Total reading times are a combined measure of first pass and later processing. Therefore, there will be an overlap with GAZE and single fixation durations (SFD), but any deviations would suggest later stage processes. Total reading times (TRT) are thus considered a measure of overall processing difficulty.
Finally, we computed
Load Contributions (
Konieczny et al., 2000) as a measure of selective re-reading.
Load contributions (
LC) measures the time spent rereading (sum of all fixations on) a previous region in the regression path of a later region. This measure is of particular relevance, because we are interested in whether the eyes re-fixate the pre-rhymes in cases of meter and rhyme anomalies.
Before each stage, and for each response duration variable, extreme values were eliminated. We first identified extreme values by using the function boxplot() with range 3. Hence, outliers were defined as values beyond the most extreme data point which is no more than three times the inter-quartile range from the box.
Then we fit the base model (stage 1), and again in the same way identified and eliminated extremes in the residuals. The base model was fit a second time and the resulting residuals were finally merged back into the dataset. From here on, only the critical interest areas were used to fit the main model.
For duration variables, we fit linear mixed effects regression models, using the function
lmer() from the
lme4 R-package (version 1.1-21;
Bates et al., 2015, p. 4).
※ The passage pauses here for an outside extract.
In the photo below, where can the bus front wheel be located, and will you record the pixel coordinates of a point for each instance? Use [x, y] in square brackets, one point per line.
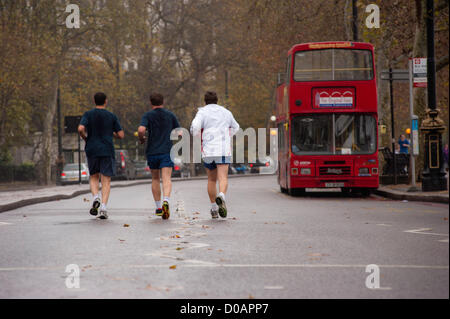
[296, 191]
The binary variable skip was analyzed with
logistic mixed effects regression, using the function
glmer().
For all model fits, we used
sum contrast coding, creating predictors for all but the last level of any categorial variable and assigning 1 to the corresponding level for each comparison as well as -1 to the last level for all comparisons. Remaining levels were coded 0 (
Table 3).
In sum coding, the intercept represents the grand mean, and each contrast represents a comparison of a factor level mean to the grand mean. Therefore, all effects are independent of each other. Hence, simple contrasts can be interpreted similar to main effects in ANOVAs – even when the predictor also occurs in interaction terms in the model.
P-values for linear mixed models were estimated with Satterthwaite's approximation of degrees of freedom, using the
lmerTest R-package (version 3.1-0, (
Kuznetsova et al., 2017).
We will first present reading time results, starting with the main model and continuing with the complete model. Skipping results will be presented next, and lastly, we will present Load Contribution results.
Extreme values. For single fixation durations, seven extreme values were filtered from raw data (0.02%). Additional 32 data points (0.08%) were eliminated as outliers from the complete model, and 35 (0.09%) from the base model. No extreme values were excluded after fitting the main model.
For gaze durations (first pass reading times), seven extreme values were filtered from raw data (0.02%). No extreme values were excluded from the data set for the base, the complete and the main model.
For regression path durations, 32 extreme values were filtered from raw data (0.08%), 10 data points (0.03%) were eliminated as outliers from the complete model, 13 data points (0.03%) from the base model. No extreme values were excluded from the dataset for the main model.
For total reading times, 2 extreme values were filtered from raw data (0%). One additional data point (0%) was eliminated as outlier from the complete model, and 2 data points (0%) were as outliers eliminated for the base model. No extreme values were excluded from the dataset for the main model.